La situation de la Grande-Bretagne mérite aussi que l'on s'y attarde. Seuls les chômeurs capables de travailler, disponibles et recherchant activement un emploi pourront percevoir l'allocation. Ainsi, seules sont concernées les personnes prêtes à commencer un emploi immédiatement, et au moins 40 heures par semaine. Les demandeurs d'emploi sont tenus de rechercher activement un emploi et sont soumis à un contrôle strict (présentation tous les 15 jours). En outre, si le chômage excède 13 semaines, les demandeurs sont tenus d'élargir leurs recherches sur le plan géographique et d'assouplir leurs exigences en matière de qualification et de rémunération. Les demandeurs d'emplois signent un contrat de recherche d'emploi, autrement dit passent un accord avec le bureau local pour l'emploi et s'engagent par-là même à respecter un programme taillé sur mesure, dont l'objectif est le retour à l'emploi En cas de non-respect des obligations figurant dans ce contrat, les allocations seront suspendues.

En France, le placement des demandeurs d'emplois revient à l'ANPE qui détient en la matière le monopole légal.
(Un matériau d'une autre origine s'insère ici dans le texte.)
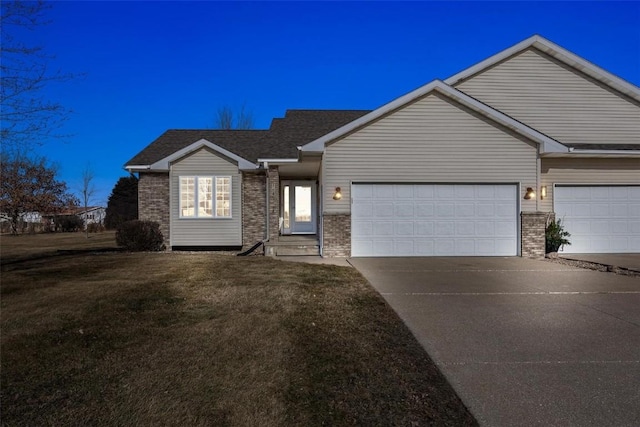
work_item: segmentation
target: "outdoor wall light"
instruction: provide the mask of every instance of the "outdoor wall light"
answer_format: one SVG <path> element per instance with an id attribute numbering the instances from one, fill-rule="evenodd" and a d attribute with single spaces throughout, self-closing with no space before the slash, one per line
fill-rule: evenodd
<path id="1" fill-rule="evenodd" d="M 524 194 L 524 199 L 530 200 L 530 199 L 533 199 L 534 197 L 536 197 L 536 192 L 533 191 L 533 188 L 527 187 L 527 192 Z"/>
<path id="2" fill-rule="evenodd" d="M 333 200 L 340 200 L 342 199 L 342 190 L 340 190 L 340 187 L 336 187 L 336 192 L 333 193 Z"/>

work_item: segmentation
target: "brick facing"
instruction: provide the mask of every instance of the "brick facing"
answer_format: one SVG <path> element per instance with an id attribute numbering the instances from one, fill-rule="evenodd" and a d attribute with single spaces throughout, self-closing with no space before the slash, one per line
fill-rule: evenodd
<path id="1" fill-rule="evenodd" d="M 351 256 L 351 215 L 325 214 L 322 218 L 322 233 L 323 256 Z"/>
<path id="2" fill-rule="evenodd" d="M 265 238 L 266 177 L 242 174 L 242 246 L 249 249 Z"/>
<path id="3" fill-rule="evenodd" d="M 169 173 L 140 173 L 138 219 L 160 224 L 164 243 L 169 247 Z"/>
<path id="4" fill-rule="evenodd" d="M 547 225 L 547 212 L 522 212 L 521 252 L 523 257 L 544 258 L 544 231 Z"/>
<path id="5" fill-rule="evenodd" d="M 280 235 L 280 172 L 269 167 L 269 240 L 277 241 Z"/>

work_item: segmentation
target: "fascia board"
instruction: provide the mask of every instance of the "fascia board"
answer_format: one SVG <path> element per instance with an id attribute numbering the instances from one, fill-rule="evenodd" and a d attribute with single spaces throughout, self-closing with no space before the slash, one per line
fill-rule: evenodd
<path id="1" fill-rule="evenodd" d="M 258 163 L 297 163 L 298 159 L 258 159 Z"/>
<path id="2" fill-rule="evenodd" d="M 235 160 L 236 162 L 238 162 L 238 169 L 240 170 L 253 170 L 257 168 L 257 165 L 253 162 L 250 162 L 249 160 L 243 159 L 242 157 L 238 156 L 237 154 L 232 153 L 229 150 L 226 150 L 222 147 L 220 147 L 219 145 L 216 145 L 206 139 L 201 139 L 199 141 L 194 142 L 193 144 L 176 151 L 175 153 L 173 153 L 170 156 L 165 157 L 164 159 L 158 160 L 157 162 L 153 163 L 150 167 L 150 169 L 152 170 L 159 170 L 159 171 L 168 171 L 169 170 L 169 164 L 171 162 L 173 162 L 174 160 L 177 160 L 181 157 L 186 156 L 189 153 L 192 153 L 196 150 L 199 150 L 203 147 L 207 147 L 210 148 L 211 150 L 222 154 L 225 157 L 228 157 L 232 160 Z"/>
<path id="3" fill-rule="evenodd" d="M 456 83 L 458 83 L 460 80 L 464 80 L 469 76 L 472 76 L 482 70 L 484 70 L 485 68 L 488 68 L 490 66 L 492 66 L 493 64 L 496 64 L 500 61 L 502 61 L 503 59 L 506 59 L 508 57 L 510 57 L 511 55 L 514 55 L 526 48 L 528 48 L 529 46 L 531 46 L 534 42 L 536 42 L 538 39 L 540 39 L 540 36 L 531 36 L 526 40 L 521 41 L 520 43 L 511 46 L 508 49 L 503 50 L 502 52 L 496 53 L 493 56 L 490 56 L 489 58 L 485 59 L 484 61 L 480 61 L 477 64 L 469 67 L 469 68 L 465 68 L 464 70 L 460 71 L 457 74 L 454 74 L 453 76 L 447 78 L 444 80 L 444 82 L 448 85 L 454 85 Z"/>
<path id="4" fill-rule="evenodd" d="M 151 165 L 125 165 L 124 168 L 128 171 L 143 171 L 151 168 Z"/>
<path id="5" fill-rule="evenodd" d="M 444 82 L 448 85 L 455 85 L 459 81 L 477 74 L 484 69 L 489 68 L 494 64 L 497 64 L 498 62 L 527 49 L 528 47 L 535 47 L 536 49 L 546 53 L 549 56 L 552 56 L 553 58 L 556 58 L 557 60 L 567 64 L 568 66 L 573 67 L 581 71 L 582 73 L 594 78 L 595 80 L 612 87 L 618 92 L 623 93 L 635 99 L 636 101 L 640 101 L 640 88 L 638 88 L 637 86 L 627 82 L 624 79 L 621 79 L 614 74 L 611 74 L 610 72 L 598 67 L 597 65 L 568 51 L 562 46 L 559 46 L 538 35 L 529 37 L 528 39 L 523 40 L 520 43 L 511 46 L 510 48 L 505 49 L 502 52 L 499 52 L 472 67 L 462 70 L 461 72 L 454 74 L 448 79 L 445 79 Z"/>
<path id="6" fill-rule="evenodd" d="M 546 153 L 542 157 L 616 157 L 638 158 L 639 150 L 571 150 L 569 153 Z"/>

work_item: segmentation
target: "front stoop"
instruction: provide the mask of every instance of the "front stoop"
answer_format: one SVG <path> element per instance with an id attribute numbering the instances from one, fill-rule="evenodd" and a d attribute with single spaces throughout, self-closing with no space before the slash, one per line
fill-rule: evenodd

En effet, tous les demandeurs d'emplois sont tenus de s'y inscrire et toutes les offres d'emplois doivent y être déposées. Bien entendu, certaines offres d'emplois sont publiées dans la presse, mais l'article L. 311-4 du Code du travail (N° Lexbase : L6066ACN) précise que les directeurs de publication de presse doivent indiquer aux services de l'ANPE les offres d'emploi qu'on leur demande d'insérer. On remarquera que la France subordonne également le versement des allocations chômage à la recherche active d'un emploi, laquelle s'inscrit dans la signature d'un contrat entre les assédics et le demandeur d'emploi. Le chômeur s'engage ainsi à participer aux actions définies par le Pap et à accepter tout emploi et formation. Les assédics s'engagent de leur côté à verser l'allocation d'aide au retour à l'emploi et à faciliter la mise en oeuvre des actions prescrites par le PAP. Mais, contrairement à nos pays voisins, on ne dispose pas en France d'un guichet unique. En effet, ANPE et Unédic restent deux organismes distincts et l'ANPE continue de bénéficier de son monopole. On peut penser que la France est quelque peu en retrait par rapport aux autres pays étudiés sur ce plan, et peut être serait-il opportun de faire tomber ces différences qui nous opposent aux autres pays d'Europe en créant, d'une part, un guichet unique et, d'autre part, en permettant à des opérateurs privés de pénétrer le marché de l'emploi. Cette question du rapprochement des Assédic et de l'ANPE est d'actualité, puisqu'elle sera abordée dans le cadre du "plan de cohésion sociale" du ministre de la Cohésion sociale, Jean-Louis Borloo, qui doit intervenir vers la fin du mois de mai.